In the context of aDNA studies, it seems clear that paleogenetics can reveal much about the genetic composition, biological histories, and genetic relations of past populations. However, we must be cognizant that there is often an overreliance on the “truths” that emerge from this biology-based research, without sufficient consideration being given to the many relevant sociocultural contexts that influence our inferences about genetic ancestry and how we apply and make use of those inferences. We must also keep in mind that paleogenetic inferences are limited to genetic ancestry—which, as we will see below, is significant when we consider Hopi ancestors. The Hopi trace their ancestry through both biological and social relations, as well as through experiences and interactions with nonhumans and places.

Hopi Ancestor Concepts

To understand Hopi culture and Hopi conceptions of ancestry, it is important to recognize that Hopi culture emerged gradually over thousands of years across the southwest of the United States, a vast region that the Hopi consider their historic homeland. About 1100 AD, different groups of ancient people began to converge on the Hopi Mesas in northeastern Arizona. For centuries, the Hopi people lived in adobe and stone village apartments, thriving as desert farmers. After US colonization, millions of acres were taken from the Hopi and given to the Navajo Nation and surrounding non-Native communities. Today, the Hopi Reservation lies in present-day northeastern Arizona and is home to nearly 15,000 tribal members. The Hopi Tribe is sovereign and federally recognized, composed of twelve villages on three distinct mesas (First Mesa, Second Mesa, and Third Mesa).

Hopi conceptions of ancestry include both social and biological components. Everything that came before an individual—all that was involved in the migration and survival of Hopi ancestors—factors into what it means to be Hopi. In other words, ancestry is not confined just to human relatives, but includes plants, animals, and landscapes. It can be traced through oral histories, places, and objects.

For paleogenetics to be better informed by Hopi knowledge and ancestry concepts, researchers must keep three key issues in mind: biology, material culture, and Hopi philosophy.
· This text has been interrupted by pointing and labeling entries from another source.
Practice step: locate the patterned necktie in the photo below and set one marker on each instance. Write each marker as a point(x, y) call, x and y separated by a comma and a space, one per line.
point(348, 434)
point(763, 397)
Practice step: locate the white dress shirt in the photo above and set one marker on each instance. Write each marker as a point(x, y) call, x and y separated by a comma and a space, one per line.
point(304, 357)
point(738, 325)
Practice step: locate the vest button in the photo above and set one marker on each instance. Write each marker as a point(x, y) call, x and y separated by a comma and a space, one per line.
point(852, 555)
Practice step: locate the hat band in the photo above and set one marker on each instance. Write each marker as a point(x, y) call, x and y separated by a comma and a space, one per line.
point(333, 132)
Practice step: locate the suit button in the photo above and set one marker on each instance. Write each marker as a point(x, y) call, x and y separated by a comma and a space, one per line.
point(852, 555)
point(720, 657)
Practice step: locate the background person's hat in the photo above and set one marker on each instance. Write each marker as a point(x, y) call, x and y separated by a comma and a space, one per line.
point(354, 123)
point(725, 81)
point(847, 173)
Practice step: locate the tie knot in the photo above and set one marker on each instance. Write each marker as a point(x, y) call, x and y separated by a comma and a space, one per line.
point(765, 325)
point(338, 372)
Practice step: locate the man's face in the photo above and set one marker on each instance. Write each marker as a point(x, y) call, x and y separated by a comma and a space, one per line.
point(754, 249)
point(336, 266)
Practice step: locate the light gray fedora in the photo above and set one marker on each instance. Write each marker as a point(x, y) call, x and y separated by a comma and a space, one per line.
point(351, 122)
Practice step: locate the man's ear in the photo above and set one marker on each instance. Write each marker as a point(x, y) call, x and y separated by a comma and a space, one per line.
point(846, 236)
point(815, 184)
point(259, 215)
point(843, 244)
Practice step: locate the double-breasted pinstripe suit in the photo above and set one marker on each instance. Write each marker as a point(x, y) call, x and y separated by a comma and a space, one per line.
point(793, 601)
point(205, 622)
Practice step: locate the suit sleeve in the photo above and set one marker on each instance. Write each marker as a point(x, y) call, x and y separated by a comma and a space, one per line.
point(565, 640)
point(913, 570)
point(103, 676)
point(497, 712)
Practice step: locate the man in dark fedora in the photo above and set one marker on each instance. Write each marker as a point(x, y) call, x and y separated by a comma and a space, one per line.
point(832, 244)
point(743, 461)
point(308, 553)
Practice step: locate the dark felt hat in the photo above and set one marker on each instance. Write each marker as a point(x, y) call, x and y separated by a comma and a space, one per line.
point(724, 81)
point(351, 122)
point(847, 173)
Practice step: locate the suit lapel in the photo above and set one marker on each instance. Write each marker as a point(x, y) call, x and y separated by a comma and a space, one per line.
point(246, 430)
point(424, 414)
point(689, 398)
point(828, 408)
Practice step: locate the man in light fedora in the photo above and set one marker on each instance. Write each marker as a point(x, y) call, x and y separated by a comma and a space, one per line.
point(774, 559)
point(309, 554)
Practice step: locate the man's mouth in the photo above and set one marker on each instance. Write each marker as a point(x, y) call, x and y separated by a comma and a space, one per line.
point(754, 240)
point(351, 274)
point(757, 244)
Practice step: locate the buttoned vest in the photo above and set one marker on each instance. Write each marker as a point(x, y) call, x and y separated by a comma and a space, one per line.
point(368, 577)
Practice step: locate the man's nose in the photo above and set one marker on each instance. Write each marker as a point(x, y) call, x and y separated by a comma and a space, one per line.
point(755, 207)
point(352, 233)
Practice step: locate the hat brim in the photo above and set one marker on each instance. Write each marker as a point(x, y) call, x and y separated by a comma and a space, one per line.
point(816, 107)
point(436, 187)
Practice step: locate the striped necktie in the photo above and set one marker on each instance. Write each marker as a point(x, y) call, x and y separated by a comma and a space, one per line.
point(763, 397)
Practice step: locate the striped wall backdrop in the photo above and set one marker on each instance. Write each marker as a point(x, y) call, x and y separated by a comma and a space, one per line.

Biology involves descent traced through matrilineal clan membership; here, paleogenetics can align. Material culture is understood through created items that people use to identify who they are; here, archaeology can align. Left out too often in the academic study of Hopi history, though, is the incorporation of Hopi philosophy about ancestors and ancestry.9 Critically, for many Hopi people, their connections to the past go far beyond their genes or things, to incorporate the land itself, the world of spirits, and the practices that maintain ancestral connections.

Biology: Hopi Clans

Like geneticists, Hopis rely on biological connections in enacting ancestry and relations. Clan membership, which is necessary for knowing one’s ancestry, is passed down matrilineally—meaning traced through the female line. While Hopi people recognize relations from both one’s mother and father, matrilineal relations define clan membership. Blood relations can help trace ancestry, but those that come from the mother define Hopi social obligations, such as a person’s roles in religious ceremonies. Thus, Hopi concepts in a way parallel how paleogeneticists trace biological descent through the mother’s line (using maternally inherited mitochondrial DNA), father’s line (using paternally inherited Y-chromosome DNA), and both parents (using biparentally inherited autosomal DNA). In particular, tracing biological descent through mitochondrial DNA parallels how the Hopi trace descent through matrilineal clans. While Hopi recognize the role of genetics, even if not always defined as such, not all biological relationships are equal.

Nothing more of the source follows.